Counting those items, the insurer is expecting EPS growth of 9% in the new year, Jefferies analyst David Windley said in a research note. Without them, growth climbs to 12%, which fits in the lower end of the company’s long-range goal.
Health insurers like Anthem benefited earlier last year from a pandemic-induced drop in claims as people stayed home and away from doctor’s offices or surgery centers. But insurers have warned that that care would be rescheduled, and they expect to absorb more costs from testing and treating COVID-19 patients.
Anthem earned $551 million in the final quarter of 2020, with adjusted results totaling $2.54 per share. The insurer beat Wall Street per-share expectations by a penny.
Revenue excluding investment income climbed 16% in the quarter, to $31.5 billion.
Analysts expected $30.9 billion in revenue.
Anthem covers nearly 43 million people in several states, including big markets like New York and California.

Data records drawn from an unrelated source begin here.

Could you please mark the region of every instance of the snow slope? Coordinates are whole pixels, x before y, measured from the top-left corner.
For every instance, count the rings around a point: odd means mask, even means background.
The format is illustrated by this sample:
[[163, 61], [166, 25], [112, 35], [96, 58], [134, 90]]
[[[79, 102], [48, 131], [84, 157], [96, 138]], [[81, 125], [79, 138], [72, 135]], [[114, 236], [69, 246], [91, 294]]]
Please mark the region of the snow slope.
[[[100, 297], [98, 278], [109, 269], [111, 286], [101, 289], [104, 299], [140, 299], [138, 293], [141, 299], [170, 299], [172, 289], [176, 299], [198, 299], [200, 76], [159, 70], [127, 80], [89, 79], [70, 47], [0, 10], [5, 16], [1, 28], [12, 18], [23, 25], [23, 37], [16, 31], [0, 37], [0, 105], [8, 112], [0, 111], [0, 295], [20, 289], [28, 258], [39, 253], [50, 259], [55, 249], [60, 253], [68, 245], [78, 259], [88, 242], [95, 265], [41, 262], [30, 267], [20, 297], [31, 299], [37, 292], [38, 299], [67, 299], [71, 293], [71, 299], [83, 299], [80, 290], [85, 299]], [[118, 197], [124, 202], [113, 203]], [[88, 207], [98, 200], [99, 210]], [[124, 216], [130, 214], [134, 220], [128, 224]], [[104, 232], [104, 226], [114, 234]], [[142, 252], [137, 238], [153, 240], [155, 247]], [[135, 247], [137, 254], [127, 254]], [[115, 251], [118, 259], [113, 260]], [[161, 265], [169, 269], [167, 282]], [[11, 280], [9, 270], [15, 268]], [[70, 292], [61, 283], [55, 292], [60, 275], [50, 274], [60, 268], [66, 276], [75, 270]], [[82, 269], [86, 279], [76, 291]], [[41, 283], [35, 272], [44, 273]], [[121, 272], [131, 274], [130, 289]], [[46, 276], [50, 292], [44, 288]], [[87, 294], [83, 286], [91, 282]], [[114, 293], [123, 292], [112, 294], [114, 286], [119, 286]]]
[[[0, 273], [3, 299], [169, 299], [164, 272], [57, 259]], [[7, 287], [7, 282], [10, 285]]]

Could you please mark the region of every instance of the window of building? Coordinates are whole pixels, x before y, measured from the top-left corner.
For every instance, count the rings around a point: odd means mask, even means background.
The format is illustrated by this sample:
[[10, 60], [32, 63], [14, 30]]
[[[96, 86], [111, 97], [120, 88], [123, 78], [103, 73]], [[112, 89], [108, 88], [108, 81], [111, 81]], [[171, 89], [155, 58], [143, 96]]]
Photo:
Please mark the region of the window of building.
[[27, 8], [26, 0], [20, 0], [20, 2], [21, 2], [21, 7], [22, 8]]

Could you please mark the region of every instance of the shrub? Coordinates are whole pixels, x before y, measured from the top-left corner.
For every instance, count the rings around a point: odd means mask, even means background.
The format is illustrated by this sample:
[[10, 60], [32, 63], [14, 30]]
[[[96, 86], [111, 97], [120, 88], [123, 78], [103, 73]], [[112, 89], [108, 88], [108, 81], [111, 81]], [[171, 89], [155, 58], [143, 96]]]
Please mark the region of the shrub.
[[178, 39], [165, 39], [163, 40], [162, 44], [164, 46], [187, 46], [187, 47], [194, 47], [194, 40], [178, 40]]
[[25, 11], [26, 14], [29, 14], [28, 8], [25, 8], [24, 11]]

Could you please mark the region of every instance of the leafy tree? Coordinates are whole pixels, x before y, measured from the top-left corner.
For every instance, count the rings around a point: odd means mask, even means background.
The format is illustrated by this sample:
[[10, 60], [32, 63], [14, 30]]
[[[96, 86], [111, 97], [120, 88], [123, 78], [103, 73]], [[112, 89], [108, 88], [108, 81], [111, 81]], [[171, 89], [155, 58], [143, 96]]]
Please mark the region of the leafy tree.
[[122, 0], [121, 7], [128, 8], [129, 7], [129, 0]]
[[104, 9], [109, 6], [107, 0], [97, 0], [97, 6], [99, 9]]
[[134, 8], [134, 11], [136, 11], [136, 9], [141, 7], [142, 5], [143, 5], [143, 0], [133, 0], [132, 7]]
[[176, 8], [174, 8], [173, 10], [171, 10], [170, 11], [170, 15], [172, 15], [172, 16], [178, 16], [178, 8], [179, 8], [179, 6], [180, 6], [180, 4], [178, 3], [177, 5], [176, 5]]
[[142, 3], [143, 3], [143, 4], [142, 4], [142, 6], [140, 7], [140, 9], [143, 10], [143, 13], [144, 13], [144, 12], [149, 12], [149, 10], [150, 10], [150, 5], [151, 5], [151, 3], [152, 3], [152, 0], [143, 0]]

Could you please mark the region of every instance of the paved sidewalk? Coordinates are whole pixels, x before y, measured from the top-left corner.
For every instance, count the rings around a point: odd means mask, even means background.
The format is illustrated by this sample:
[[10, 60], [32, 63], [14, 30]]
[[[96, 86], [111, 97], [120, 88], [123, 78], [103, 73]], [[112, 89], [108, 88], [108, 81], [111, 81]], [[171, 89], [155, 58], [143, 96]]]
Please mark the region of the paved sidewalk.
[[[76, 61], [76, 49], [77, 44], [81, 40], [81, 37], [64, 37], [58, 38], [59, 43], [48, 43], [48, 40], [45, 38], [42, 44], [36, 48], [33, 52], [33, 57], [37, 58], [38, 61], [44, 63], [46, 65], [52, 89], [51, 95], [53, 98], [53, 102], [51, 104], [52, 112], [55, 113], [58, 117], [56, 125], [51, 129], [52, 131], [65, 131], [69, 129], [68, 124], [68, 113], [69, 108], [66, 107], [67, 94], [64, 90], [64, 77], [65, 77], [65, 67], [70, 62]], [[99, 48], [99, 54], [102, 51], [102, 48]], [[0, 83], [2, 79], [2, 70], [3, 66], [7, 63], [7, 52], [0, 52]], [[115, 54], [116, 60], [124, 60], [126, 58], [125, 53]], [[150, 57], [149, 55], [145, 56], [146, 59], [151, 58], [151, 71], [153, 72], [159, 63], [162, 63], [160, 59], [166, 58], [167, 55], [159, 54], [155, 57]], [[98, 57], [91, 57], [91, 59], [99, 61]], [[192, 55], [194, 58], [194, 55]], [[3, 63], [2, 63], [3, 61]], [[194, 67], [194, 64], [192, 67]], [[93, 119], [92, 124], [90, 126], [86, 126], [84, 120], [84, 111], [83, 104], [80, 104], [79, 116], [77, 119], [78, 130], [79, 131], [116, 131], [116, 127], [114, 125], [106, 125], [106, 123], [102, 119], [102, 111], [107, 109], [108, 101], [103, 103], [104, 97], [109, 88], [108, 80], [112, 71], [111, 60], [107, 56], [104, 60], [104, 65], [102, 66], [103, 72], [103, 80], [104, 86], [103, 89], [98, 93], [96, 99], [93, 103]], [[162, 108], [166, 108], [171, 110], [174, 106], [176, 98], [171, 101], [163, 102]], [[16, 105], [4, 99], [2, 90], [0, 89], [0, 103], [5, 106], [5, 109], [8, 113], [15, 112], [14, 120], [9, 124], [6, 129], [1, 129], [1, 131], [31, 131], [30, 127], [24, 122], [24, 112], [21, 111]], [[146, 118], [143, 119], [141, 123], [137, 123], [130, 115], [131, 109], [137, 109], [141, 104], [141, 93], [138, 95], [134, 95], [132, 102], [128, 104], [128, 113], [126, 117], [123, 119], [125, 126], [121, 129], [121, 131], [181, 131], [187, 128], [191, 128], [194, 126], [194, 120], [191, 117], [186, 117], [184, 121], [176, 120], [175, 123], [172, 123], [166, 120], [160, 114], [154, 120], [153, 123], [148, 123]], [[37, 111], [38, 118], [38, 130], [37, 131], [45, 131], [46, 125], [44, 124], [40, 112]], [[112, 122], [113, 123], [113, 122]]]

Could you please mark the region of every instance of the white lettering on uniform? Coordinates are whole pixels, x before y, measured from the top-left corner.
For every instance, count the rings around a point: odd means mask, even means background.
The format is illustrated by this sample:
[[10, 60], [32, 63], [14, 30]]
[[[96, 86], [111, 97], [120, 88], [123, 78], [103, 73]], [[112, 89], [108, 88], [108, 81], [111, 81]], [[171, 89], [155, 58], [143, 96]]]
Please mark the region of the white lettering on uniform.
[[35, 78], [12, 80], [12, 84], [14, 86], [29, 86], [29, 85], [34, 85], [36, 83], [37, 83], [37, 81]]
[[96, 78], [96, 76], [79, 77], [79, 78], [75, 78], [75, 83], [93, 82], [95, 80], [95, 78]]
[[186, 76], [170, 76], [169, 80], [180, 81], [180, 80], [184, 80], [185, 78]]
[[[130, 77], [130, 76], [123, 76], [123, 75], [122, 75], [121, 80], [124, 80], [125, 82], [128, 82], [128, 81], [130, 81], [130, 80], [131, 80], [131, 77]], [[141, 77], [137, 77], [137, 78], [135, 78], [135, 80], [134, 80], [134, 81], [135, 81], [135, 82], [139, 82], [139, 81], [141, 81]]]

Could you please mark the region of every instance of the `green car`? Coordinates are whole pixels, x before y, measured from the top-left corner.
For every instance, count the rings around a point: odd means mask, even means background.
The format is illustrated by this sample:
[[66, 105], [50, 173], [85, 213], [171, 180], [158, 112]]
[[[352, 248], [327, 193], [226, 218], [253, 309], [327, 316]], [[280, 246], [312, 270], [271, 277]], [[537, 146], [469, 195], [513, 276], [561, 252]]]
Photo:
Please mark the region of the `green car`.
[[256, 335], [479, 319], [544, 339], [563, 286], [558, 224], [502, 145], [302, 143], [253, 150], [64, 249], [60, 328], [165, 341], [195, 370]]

It also runs a pharmacy benefits management business called IngenioRx.
The health insurer’s enrollment grew nearly 5% compared with the final quarter of 2019. The company said growth in its Medicaid and Medicare businesses helped raise revenue.
Windley also noted that the insurer’s commercial enrollment, which includes employer-sponsored coverage, stabilized in the fourth quarter after declining in the previous two quarters.
Health insurers lost some customers earlier in the pandemic as employers laid off workers.
For the full year, Anthem earned $4.57 billion on $121.87 billion in revenue.
The stock had already slipped more than 2% so far this year.